We expect to complete dosing to the highest dose cohort of 2.4 milligrams per kilogram by the end of the Q3 of this year. This brings me to my final slide, which is highlighting the upcoming milestones, summarizing the upcoming milestones for this trial. We expect, as I mentioned, to expect to have the maximum tolerated dose, or the MTD, identified by the end of the Q3 of 2026, allowing us to proceed with cohort expansion by the end of the calendar year and a potentially early clinical proof of concept by the second half of 2027. I'll now hand it back to Anil for his concluding remarks before we take questions.

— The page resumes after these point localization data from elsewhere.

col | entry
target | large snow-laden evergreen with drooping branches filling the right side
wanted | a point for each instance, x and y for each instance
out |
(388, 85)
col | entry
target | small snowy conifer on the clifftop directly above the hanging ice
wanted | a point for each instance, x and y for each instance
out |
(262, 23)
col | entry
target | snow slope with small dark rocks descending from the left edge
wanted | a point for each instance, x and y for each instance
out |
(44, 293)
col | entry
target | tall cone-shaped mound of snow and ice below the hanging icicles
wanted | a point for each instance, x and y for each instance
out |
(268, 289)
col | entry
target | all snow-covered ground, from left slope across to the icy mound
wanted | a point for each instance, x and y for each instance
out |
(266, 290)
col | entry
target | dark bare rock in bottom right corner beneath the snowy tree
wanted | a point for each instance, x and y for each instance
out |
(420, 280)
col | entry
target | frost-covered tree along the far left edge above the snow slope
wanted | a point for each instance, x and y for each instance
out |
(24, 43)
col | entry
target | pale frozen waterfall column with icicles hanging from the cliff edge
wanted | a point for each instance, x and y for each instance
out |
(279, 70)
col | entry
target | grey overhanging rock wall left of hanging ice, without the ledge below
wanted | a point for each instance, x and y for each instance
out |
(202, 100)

Thank you, Sandeep. I'm not planning to go through this slide, and this is just a summary of the key drivers of our value that we have discussed through the course of this presentation. Thank you again for joining in, and we're really looking forward to the Q&A. Thank you very much. We will now begin the question and answer session. Anyone who wishes to ask a question may press star and one on the touch-tone telephone.

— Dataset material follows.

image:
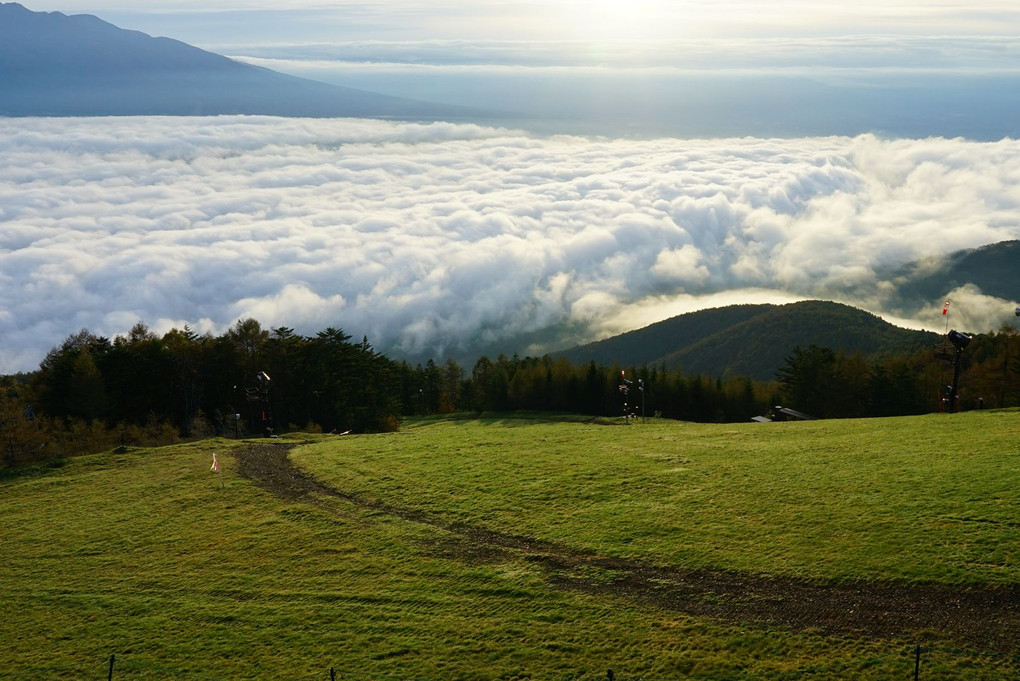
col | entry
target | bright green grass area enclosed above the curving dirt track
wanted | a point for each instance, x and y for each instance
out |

If you wish to remove yourself from the question queue, you may press star and two. Participants are requested to use handsets while asking the question. Ladies and gentlemen, we will wait for a moment while the question queue assembles. A reminder to all, you may press star and one to ask a question. Participants, if you wish to ask a question, please press star and one. Finally, at my end, if you wish to ask a question, you may press star and one. As there are no questions from the participants, I now hand the conference over to Mr. Jaydeep for closing comments. Thank you, and over to you.
Thank you, Ikra. Thank you, everyone, for joining the call today. If you may have any questions, you can reach out to us on the details provided on our website, and we'll answer your questions. Thank you again, and have a good day. Bye-bye. Thank you. On behalf of SPARC, that concludes this conference. Thank you all for joining us today. You may now disconnect your lines.